SELECT `state`, `vae`, `vls`, `both` FROM tbl_sums
UNION
SELECT 'all_sta',SUM(`vls`),SUM(`vae`),SUM(`both`) FROM tbl_sums WHERE `state` IN ('ok','warn','bad','maint')
UNION
SELECT 'all_run',SUM(`vls`),SUM(`vae`),SUM(`both`) FROM tbl_sums WHERE `state` IN ('run','longrun')
UNION
SELECT 'operative',SUM(`vls`),SUM(`vae`),SUM(`both`) FROM tbl_sums WHERE `state` IN ('ok','warn','run','longrun')
UNION
SELECT 'unusable',SUM(`vls`),SUM(`vae`),SUM(`both`) FROM tbl_sums WHERE `state` IN ('bad','maint')
UNION
SELECT 'present',SUM(`vls`),SUM(`vae`),SUM(`both`) FROM tbl_sums WHERE `state` IN ('ok','warn','bad','maint','run','longrun')
UNION
SELECT 'missing',SUM(`vls`),SUM(`vae`),SUM(`both`) FROM tbl_sums WHERE `state` IN ('removed','lost')
UNION
SELECT 'total',SUM(`vls`),SUM(`vae`),SUM(`both`) FROM tbl_sums

I works fine, but I am very surprised to observe that the query needs now about 4 seconds to run, thus 8 times the initial 500 mS, likely because I am reusing the last WITH element 8 times.
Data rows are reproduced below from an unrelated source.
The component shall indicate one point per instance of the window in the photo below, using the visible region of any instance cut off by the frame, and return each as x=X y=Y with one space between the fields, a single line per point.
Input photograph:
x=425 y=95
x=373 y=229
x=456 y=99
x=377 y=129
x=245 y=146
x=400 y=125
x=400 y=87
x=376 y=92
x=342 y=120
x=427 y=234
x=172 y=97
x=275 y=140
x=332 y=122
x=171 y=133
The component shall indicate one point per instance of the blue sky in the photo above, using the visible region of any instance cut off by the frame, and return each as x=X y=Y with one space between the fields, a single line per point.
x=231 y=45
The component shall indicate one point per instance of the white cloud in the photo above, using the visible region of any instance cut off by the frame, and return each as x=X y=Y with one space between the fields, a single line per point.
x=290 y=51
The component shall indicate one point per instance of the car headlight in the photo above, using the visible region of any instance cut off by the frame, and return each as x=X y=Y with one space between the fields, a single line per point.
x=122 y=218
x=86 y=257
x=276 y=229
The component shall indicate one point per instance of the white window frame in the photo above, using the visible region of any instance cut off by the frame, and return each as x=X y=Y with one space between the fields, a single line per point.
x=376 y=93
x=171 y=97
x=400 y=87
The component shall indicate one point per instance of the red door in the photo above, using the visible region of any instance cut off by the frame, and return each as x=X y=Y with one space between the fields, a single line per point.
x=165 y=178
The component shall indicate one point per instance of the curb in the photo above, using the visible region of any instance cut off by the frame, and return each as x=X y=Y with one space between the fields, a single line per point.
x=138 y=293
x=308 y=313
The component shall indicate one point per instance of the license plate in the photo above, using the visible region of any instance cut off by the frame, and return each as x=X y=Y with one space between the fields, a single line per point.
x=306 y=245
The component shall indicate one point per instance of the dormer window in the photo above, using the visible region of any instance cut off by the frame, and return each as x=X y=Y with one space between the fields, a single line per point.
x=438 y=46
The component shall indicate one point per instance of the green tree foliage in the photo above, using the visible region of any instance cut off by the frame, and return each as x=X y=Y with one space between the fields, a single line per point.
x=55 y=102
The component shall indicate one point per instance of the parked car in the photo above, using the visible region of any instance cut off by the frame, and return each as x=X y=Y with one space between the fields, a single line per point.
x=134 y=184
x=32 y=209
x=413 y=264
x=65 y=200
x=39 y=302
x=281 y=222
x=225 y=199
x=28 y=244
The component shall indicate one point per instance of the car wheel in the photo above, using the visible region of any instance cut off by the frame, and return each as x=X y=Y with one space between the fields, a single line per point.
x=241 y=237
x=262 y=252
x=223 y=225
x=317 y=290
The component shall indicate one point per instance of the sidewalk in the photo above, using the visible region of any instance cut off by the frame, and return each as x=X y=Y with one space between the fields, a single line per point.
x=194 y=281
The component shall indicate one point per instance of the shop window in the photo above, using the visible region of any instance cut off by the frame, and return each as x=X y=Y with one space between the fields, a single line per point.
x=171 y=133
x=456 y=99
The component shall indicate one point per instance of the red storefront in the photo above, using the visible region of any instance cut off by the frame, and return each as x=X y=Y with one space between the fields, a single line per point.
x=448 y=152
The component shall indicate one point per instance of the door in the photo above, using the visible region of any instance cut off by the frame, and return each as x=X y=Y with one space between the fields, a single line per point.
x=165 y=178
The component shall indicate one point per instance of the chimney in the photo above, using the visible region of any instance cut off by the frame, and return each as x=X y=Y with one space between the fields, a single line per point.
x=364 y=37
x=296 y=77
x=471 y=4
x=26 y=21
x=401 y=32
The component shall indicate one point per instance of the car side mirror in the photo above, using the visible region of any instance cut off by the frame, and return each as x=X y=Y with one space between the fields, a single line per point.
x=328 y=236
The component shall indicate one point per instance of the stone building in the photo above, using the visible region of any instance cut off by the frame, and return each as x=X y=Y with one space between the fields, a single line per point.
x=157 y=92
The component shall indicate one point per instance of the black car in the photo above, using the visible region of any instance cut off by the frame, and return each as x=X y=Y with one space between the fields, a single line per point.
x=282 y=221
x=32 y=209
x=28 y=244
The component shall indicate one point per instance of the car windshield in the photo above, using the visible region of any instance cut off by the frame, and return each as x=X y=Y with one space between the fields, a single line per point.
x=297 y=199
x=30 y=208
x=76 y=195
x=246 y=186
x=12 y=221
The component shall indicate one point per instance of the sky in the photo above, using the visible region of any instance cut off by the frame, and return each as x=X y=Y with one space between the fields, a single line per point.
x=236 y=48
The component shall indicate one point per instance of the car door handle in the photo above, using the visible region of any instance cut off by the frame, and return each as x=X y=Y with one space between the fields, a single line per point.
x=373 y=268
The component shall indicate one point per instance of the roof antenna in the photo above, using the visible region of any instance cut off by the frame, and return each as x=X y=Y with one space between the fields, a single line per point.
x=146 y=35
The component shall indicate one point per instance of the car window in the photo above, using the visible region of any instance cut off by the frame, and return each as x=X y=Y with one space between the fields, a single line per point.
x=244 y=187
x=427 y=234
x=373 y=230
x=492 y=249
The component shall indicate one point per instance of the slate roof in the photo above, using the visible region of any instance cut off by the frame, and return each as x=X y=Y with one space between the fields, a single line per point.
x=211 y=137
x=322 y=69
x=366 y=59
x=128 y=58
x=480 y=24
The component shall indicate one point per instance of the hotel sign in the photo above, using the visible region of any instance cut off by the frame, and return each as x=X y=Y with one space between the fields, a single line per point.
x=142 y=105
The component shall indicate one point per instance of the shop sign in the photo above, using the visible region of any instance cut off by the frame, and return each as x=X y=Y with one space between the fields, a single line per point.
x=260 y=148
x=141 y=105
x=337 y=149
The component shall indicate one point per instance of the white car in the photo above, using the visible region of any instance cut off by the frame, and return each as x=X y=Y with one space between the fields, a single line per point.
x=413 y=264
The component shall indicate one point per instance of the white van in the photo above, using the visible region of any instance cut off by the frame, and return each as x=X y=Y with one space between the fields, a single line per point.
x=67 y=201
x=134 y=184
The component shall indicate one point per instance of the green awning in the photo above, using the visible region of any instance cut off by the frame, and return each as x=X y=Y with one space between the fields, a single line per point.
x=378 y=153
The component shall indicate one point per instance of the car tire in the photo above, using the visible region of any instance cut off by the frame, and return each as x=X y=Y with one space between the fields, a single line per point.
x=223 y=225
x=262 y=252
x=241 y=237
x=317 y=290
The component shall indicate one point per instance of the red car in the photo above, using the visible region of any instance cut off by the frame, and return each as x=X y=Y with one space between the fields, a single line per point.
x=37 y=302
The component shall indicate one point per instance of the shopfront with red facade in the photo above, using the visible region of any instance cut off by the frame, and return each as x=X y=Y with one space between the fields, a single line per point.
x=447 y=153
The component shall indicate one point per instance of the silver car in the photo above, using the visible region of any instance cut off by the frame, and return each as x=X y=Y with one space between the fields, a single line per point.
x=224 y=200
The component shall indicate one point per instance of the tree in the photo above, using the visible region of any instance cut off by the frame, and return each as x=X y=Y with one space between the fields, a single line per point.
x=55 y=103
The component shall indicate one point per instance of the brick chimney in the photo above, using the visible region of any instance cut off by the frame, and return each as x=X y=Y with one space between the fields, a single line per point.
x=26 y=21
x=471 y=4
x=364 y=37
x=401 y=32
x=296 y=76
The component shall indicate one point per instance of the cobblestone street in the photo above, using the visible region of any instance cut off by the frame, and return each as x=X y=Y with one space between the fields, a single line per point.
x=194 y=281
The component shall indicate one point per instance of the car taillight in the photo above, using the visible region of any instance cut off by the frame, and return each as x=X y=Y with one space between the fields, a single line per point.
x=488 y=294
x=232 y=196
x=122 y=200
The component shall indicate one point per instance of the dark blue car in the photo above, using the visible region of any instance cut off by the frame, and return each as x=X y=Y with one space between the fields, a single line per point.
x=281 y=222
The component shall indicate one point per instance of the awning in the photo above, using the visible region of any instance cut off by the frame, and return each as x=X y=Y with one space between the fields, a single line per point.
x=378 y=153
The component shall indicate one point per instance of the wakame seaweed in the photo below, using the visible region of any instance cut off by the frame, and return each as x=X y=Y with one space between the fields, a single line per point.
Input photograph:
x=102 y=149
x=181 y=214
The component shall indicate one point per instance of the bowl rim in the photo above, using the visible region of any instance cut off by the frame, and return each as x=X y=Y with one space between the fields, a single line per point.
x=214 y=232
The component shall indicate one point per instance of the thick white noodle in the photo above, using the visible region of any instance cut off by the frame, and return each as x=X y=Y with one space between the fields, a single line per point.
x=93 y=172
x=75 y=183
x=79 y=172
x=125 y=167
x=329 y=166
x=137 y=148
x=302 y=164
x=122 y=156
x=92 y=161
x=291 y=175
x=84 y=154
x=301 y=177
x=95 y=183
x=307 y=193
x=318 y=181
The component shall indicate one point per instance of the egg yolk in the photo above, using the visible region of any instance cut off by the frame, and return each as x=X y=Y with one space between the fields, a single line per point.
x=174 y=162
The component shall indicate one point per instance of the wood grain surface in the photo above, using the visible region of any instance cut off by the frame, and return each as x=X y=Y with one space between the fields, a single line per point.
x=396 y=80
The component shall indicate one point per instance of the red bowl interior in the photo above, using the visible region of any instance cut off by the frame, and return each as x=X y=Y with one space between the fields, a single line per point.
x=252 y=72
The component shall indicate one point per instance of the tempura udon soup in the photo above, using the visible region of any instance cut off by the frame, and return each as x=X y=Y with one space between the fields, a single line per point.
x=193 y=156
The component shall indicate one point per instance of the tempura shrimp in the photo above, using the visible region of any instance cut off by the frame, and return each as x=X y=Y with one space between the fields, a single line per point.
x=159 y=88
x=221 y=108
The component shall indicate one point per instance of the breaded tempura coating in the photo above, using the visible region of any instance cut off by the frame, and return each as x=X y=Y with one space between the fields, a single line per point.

Apparently MariaDB execute this by computing 8 times the whole sub-query chain instead of temporarily storing the last one and reusing it 8 times, whereas I was expecting it to be able to reuse the last tiny result in not even a millisecond.

If I use EXPLAIN on the last query, I get a result like this (see joined picture) where we could clearly see that the whole sub-queries are effectively explored 8 times.

So I'd like to know if I made something bad, or if I should change some settings in order to have it working better, or if this is simply a bug in MariaDB (versions 10.3.29 or 10.5.11 in this case), as WITH is a quite new feature in MariaDB.

I know I could create a temporary table, but as it is very complicated to execute multiple statements for ONE result in my application, I was precisely expecting to use WITH in order to avoid it.

This is likely irrelevant, but the server is running on Linux Debian 11.

Also, I do that using MyISAM tables. Not tried with others.



 Comments   
Comment by Gilles Reeves [ 2023-05-26 ]

Hello.

I posted this about 20 months ago.
Does someone even read it?

Comment by Daniel Black [ 2023-07-06 ]

I have now Gingko. I thought it sounded familiar. Ouch, an embarrassing lack of optimization.